6. #em#Your Brain on Video Games#/em#

6. Your Brain on Video Games

Steven Johnson

The following is excerpted from an article in the July 2005 issue of Discover, a popular science magazine.

To understand why games might be good for the mind, begin by shedding the cliché that they are about improving hand-eye coordination and firing virtual weapons. The majority of video games on the best-seller list contain no more bloodshed than a game of Risk. The most popular games are not simply difficult in the sense of challenging manual dexterity; they challenge mental dexterity as well. The best-selling game of all time, The Sims, involves almost no hand-eye coordination or quick reflexes. One manages a household of characters, each endowed with distinct drives and personality traits, each cycling through an endless series of short-term needs (companionship, say, or food), each enmeshed in a network of relationships with other characters. Playing the game is a nonstop balancing act: sending one character off to work, cleaning the kitchen with another, searching through the classifieds for work with another. Even a violent game like Grand Theft Auto involves networks of characters that the player must navigate and master, picking up clues and detecting patterns. The text walk-through for Grand Theft Auto III—a document that describes all the variables involved in playing the game through to the finish—is 53,000 words long, the length of a short novel. But despite the complexity of these environments, most gamers eschew reading manuals or walk-throughs altogether, preferring to feel their way through the game space. . . .

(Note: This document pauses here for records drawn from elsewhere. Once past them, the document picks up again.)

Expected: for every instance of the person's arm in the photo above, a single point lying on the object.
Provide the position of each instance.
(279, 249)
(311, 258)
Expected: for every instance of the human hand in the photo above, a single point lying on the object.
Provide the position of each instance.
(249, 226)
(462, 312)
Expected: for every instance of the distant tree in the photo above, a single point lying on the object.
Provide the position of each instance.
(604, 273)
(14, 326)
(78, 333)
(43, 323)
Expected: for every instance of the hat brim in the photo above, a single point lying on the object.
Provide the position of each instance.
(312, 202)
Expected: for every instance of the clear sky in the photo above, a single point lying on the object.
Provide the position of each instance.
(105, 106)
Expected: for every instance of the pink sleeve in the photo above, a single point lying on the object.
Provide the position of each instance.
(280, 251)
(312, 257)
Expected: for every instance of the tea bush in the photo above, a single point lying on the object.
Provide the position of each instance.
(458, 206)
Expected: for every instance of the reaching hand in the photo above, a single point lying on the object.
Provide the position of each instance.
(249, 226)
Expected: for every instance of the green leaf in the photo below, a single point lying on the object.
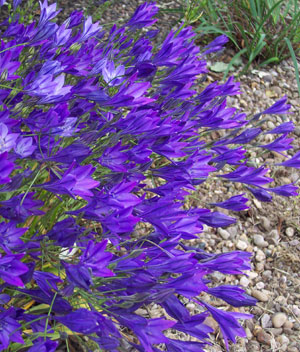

Among all popular media today, video games are unique in their reliance on the regime of competence principle. Movies or television shows don’t start out with simple dialogue or narrative structures and steadily build in complexity depending on the aptitude of individual viewers. Books don’t pause midchapter to confirm that their readers’ vocabularies have progressed enough to move on to more complicated words. By contrast, the training structure of video games dates back to the very origins of the medium; even Pong got more challenging as a player’s skills improved. Moreover, only a fraction of today’s games involve explicit violence, and sexual content is a rarity. But the regime of competence is everywhere.